Chapter 17 of 20
Capstone 2: Code Review Agent
Every engineering team has felt it: a pull request sits in the queue for two days because the only person who knows that subsystem is on vacation. When it finally gets reviewed, the reviewer catches a style violation and a missing null check but misses the SQL injection hiding behind a string interp
Part 5 — Capstones
Capstone 2: Code Review Agent
Every engineering team has felt it: a pull request sits in the queue for two days because the only person who knows that subsystem is on vacation. When it finally gets reviewed, the reviewer catches a style violation and a missing null check but misses the SQL injection hiding behind a string interpolation on line 247. Code reviews are simultaneously the most important quality gate in software development and the most inconsistent. This capstone builds an automated PR reviewer that combines static analysis, security scanning, style enforcement, and LLM-generated natural-language feedback into a single agent pipeline: the kind of system that ships in your portfolio and demonstrates every pattern from Parts 1 through 4.
What You Will Learn
- Design an orchestrator agent that delegates code analysis to specialist worker agents
- Integrate Git operations and webhook-driven triggers into an agentic pipeline
- Build AST-parsing and pattern-matching tools for syntax, style, and security analysis
- Implement confidence scoring so the agent distinguishes hard errors from soft suggestions
- Generate natural-language review comments that cite specific lines and explain reasoning
- Deploy the complete system behind a webhook endpoint with observability and cost controls
C2.1 The Problem: Reviews Are Bottlenecks
Software teams treat code review as a prerequisite for merging, and rightly so. Reviews catch bugs, enforce architectural standards, and transfer knowledge across the team. But the process has three structural weaknesses that no amount of process documentation fixes. First, reviews are inconsistent: the same diff reviewed by two engineers produces different findings because each reviewer carries different mental models. Second, reviews are slow: the median time-to-first-response for a PR in a large organization is four hours, and complex changes often wait more than a day. Third, reviews are shallow on security: spotting injection vulnerabilities or insecure deserialization requires specialized knowledge that generalist engineers do not exercise daily.
An automated code review agent does not replace human reviewers. It handles the mechanical work, style enforcement, known vulnerability patterns, documentation gaps, so that humans can focus on architecture, intent, and edge cases requiring domain judgment.
Scope Check
This capstone builds a review assistant, not a replacement for human judgment. The agent posts comments and flags issues; a human approves or requests changes. This human-in-the-loop pattern (Chapter 11) is essential for trust. Teams that ship fully autonomous merge bots discover quickly that LLMs hallucinate false positives, and nothing erodes developer trust faster than a bot blocking a correct PR.
C2.2 System Overview
The code review agent receives a webhook when a pull request is opened or updated. It extracts the diff, routes it through parallel analysis workers, merges findings into a unified report with confidence scores, generates human-readable comments with line-level citations, and posts them back to the pull request.
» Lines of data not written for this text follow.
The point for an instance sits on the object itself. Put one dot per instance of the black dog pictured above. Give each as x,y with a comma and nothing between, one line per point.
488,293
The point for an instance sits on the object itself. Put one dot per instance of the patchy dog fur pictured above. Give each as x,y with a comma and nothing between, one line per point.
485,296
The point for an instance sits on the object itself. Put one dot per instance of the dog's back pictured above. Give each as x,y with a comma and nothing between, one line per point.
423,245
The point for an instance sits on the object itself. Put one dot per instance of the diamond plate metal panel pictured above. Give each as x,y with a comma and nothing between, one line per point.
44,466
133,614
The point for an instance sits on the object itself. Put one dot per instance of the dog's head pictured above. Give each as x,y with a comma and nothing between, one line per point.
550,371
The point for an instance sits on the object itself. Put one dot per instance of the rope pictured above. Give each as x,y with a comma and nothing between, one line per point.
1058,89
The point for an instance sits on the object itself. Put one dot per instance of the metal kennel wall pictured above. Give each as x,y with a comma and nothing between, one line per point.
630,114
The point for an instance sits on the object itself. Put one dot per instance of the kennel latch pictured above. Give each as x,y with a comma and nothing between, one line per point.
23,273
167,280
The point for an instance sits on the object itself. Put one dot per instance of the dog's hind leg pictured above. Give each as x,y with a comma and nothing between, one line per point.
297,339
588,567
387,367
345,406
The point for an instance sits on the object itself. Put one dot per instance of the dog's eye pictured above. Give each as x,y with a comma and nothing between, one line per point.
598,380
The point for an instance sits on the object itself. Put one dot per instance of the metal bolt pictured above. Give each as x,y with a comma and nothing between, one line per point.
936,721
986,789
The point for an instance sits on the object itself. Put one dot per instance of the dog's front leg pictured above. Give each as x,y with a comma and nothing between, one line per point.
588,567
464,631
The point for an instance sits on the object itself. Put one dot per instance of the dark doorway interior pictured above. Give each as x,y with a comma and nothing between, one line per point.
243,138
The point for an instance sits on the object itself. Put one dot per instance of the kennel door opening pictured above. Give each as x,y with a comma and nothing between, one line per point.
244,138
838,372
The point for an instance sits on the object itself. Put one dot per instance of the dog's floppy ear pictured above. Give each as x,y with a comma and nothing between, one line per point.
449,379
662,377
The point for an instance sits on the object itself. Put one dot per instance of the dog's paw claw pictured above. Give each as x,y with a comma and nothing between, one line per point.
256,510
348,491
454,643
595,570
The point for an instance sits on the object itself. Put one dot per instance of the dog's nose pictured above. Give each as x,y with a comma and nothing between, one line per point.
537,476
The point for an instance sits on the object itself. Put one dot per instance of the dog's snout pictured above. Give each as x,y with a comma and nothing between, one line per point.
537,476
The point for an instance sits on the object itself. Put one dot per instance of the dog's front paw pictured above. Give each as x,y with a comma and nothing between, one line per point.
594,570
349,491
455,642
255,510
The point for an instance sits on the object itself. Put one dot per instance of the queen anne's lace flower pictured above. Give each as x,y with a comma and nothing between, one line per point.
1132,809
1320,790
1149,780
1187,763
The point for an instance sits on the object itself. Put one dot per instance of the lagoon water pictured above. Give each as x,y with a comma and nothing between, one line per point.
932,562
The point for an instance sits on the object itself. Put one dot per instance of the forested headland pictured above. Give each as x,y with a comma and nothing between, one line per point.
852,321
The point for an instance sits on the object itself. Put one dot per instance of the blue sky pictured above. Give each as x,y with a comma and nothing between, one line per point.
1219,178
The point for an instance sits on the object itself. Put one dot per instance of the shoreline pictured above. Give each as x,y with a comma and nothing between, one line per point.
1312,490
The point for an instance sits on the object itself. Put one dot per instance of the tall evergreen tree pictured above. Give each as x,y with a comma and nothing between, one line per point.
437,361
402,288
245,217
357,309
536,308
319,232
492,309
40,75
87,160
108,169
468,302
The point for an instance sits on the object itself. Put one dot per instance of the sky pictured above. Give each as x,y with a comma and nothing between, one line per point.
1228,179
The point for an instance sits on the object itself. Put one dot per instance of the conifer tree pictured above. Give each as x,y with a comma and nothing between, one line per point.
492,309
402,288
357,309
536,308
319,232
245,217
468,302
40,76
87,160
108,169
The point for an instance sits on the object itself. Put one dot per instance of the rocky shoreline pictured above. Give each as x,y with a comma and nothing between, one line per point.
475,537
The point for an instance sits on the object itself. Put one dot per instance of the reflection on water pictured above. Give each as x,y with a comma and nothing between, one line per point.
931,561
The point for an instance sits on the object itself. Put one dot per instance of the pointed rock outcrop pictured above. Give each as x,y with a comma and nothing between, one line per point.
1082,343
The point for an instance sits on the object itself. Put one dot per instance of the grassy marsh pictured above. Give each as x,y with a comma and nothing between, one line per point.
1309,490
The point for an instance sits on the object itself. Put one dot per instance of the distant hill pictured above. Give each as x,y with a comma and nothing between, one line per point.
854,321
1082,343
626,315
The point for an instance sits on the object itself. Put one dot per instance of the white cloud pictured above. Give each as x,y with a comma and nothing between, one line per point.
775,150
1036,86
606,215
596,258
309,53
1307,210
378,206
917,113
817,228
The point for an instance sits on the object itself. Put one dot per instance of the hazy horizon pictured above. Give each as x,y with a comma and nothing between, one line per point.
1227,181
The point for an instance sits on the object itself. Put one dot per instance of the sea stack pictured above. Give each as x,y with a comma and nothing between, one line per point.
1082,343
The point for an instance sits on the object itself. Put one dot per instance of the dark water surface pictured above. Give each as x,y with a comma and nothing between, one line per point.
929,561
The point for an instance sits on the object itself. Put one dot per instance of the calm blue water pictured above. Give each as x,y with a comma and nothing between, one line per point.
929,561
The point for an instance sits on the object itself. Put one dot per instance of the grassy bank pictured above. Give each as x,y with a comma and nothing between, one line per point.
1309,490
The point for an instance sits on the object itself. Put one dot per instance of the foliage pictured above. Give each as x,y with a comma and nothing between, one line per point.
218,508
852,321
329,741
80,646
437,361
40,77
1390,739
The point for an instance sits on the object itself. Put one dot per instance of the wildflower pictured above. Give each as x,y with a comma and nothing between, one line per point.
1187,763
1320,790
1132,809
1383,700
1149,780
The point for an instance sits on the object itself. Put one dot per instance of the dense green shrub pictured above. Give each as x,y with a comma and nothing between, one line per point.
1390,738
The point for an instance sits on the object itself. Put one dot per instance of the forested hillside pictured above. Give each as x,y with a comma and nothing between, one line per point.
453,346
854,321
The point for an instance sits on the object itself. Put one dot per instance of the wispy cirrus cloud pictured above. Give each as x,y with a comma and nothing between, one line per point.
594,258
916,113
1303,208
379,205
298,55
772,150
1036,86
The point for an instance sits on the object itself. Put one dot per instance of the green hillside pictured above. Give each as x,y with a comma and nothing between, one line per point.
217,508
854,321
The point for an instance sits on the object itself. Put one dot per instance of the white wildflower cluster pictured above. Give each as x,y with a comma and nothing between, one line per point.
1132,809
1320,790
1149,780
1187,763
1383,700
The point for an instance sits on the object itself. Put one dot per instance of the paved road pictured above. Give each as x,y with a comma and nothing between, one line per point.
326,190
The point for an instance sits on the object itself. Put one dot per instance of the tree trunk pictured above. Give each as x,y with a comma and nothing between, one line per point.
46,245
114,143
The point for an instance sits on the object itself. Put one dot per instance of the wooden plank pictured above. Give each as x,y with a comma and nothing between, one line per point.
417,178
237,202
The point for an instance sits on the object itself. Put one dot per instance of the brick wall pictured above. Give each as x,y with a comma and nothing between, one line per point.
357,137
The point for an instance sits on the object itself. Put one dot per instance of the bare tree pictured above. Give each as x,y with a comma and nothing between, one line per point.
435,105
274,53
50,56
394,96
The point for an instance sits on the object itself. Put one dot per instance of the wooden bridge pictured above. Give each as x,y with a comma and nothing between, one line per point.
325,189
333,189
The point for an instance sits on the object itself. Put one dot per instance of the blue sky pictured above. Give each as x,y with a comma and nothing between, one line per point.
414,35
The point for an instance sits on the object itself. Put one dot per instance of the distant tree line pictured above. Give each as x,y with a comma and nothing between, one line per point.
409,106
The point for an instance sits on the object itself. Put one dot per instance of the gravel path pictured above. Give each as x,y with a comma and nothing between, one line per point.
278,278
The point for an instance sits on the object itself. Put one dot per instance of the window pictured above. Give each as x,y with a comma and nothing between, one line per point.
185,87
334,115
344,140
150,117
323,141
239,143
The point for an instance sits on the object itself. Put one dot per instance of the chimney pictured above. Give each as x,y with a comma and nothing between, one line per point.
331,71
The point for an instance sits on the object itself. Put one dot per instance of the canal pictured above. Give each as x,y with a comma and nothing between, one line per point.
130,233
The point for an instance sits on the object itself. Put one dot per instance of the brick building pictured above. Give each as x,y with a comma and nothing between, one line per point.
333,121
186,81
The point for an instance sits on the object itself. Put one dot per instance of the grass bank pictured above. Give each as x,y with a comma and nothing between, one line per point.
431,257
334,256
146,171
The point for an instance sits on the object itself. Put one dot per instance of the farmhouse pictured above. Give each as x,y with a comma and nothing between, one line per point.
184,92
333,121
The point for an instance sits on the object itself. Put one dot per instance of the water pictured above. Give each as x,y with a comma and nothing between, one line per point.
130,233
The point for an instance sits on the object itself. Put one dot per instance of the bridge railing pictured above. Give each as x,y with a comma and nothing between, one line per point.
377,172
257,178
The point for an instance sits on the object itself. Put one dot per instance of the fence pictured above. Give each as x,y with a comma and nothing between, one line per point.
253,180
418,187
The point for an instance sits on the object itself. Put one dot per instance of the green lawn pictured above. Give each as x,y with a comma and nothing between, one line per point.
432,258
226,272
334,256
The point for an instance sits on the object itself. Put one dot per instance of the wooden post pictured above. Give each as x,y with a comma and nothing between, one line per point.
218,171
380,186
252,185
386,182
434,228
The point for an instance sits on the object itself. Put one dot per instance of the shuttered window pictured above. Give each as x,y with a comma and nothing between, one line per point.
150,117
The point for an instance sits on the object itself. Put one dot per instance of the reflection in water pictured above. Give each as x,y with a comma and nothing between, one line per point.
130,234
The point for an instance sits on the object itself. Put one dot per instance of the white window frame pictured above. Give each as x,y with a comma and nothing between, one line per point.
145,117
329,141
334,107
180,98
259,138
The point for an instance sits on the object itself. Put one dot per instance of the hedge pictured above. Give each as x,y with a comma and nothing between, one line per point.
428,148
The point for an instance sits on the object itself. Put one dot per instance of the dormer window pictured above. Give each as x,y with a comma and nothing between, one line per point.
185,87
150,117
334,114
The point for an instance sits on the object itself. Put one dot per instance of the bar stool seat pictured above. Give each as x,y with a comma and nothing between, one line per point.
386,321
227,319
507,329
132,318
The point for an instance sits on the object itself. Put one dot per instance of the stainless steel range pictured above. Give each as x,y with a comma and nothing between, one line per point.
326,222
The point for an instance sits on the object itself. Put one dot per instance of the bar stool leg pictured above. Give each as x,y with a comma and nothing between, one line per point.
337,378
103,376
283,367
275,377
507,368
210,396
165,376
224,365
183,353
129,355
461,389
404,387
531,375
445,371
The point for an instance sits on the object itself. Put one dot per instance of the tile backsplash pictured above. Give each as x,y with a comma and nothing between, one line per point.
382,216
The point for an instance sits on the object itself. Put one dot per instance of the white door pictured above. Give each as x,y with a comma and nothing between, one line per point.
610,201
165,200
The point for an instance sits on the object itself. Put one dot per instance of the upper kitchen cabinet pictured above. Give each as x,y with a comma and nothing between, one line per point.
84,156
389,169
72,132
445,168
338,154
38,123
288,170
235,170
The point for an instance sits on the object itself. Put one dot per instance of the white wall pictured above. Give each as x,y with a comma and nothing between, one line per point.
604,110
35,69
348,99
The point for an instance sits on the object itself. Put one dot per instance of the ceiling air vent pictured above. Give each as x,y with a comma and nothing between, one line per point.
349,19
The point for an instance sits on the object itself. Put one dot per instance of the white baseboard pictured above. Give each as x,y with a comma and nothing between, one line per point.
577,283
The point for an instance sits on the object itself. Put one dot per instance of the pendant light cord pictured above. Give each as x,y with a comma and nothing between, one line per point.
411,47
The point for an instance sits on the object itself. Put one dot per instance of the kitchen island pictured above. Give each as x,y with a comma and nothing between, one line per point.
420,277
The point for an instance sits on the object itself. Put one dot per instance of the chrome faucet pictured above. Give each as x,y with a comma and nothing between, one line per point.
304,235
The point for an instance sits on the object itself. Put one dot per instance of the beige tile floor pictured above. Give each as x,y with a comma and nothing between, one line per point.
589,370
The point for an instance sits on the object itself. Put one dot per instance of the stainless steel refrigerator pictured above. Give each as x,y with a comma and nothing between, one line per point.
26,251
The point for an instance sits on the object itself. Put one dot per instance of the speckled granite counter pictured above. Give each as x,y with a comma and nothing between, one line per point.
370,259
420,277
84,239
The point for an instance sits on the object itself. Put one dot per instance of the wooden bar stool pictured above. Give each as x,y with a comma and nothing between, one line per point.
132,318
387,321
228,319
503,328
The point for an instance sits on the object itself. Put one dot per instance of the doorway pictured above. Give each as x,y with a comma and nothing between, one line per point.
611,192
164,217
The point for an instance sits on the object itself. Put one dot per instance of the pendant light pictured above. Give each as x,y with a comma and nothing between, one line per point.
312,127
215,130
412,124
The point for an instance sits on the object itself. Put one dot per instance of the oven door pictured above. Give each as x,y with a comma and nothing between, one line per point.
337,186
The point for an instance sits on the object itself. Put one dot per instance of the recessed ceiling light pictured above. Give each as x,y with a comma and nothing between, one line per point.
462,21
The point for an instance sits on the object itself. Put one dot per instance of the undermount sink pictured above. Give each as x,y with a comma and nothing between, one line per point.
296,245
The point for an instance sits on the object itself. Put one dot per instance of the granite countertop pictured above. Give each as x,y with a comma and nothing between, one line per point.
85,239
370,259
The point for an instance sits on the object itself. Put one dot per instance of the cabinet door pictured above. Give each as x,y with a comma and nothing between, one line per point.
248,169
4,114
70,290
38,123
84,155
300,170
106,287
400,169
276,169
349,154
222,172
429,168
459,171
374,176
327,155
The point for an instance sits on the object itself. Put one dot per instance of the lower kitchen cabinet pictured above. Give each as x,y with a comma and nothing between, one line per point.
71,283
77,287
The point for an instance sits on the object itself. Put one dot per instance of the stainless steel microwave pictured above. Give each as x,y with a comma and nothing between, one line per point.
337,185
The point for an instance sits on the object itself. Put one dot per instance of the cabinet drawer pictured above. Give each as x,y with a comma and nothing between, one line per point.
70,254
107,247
The entire pipeline runs in under ninety seconds for a typical 300-line diff.
- Trigger & Extraction. A webhook endpoint receives the PR event, clones the repository at the target commit, and computes a structured diff with file paths, hunks, and line numbers.
- Parallel Analysis. Three specialist workers run concurrently: a security scanner, a style checker, and an LLM-powered logic analyzer.
- Finding Merge. The orchestrator collects results, deduplicates overlapping findings, and assigns confidence scores (0.0–1.0) based on corroboration across workers.
- Comment Generation. An LLM generates natural-language review comments for each finding, citing the exact file, line range, and code snippet.
- Posting. The agent posts inline comments on the PR via the platform API, batching low-confidence findings into a single summary.
Figure C2-1. Code review pipeline: from PR webhook through parallel analysis to posted review comments.
C2.3 Architecture: Orchestrator and Specialist Workers
The system follows the supervisor-worker pattern from Chapter 10. An orchestrator agent receives the structured diff and delegates to three workers, each with its own tools, system prompt, and output schema.
| Worker | Tools | Output |
|---|---|---|
| Security Scanner | Regex matcher, CVE lookup, entropy-based secret detector | Findings with CWE identifiers, severity, and affected lines |
| Style Checker | AST parser, lint rule engine, naming validator | Style violations with rule references and auto-fix suggestions |
| Logic Analyzer | LLM chain-of-thought (no external tools) | Bugs, edge cases, complexity warnings with reasoning traces |
The security scanner and style checker are deterministic tools that the agent wraps, while the logic analyzer is a pure LLM reasoning task. Two of three workers produce reproducible results independent of model temperature. The third contributes creative reasoning that static tools cannot provide.
Why Not One Big Prompt?
A single prompt that says “review this code for security, style, and logic” produces scattered, low-confidence output. By splitting into specialist workers, each has a narrower scope and structured output schema. The orchestrator can compare and merge results, catching cases where the security scanner flags a line that the logic analyzer considers safe.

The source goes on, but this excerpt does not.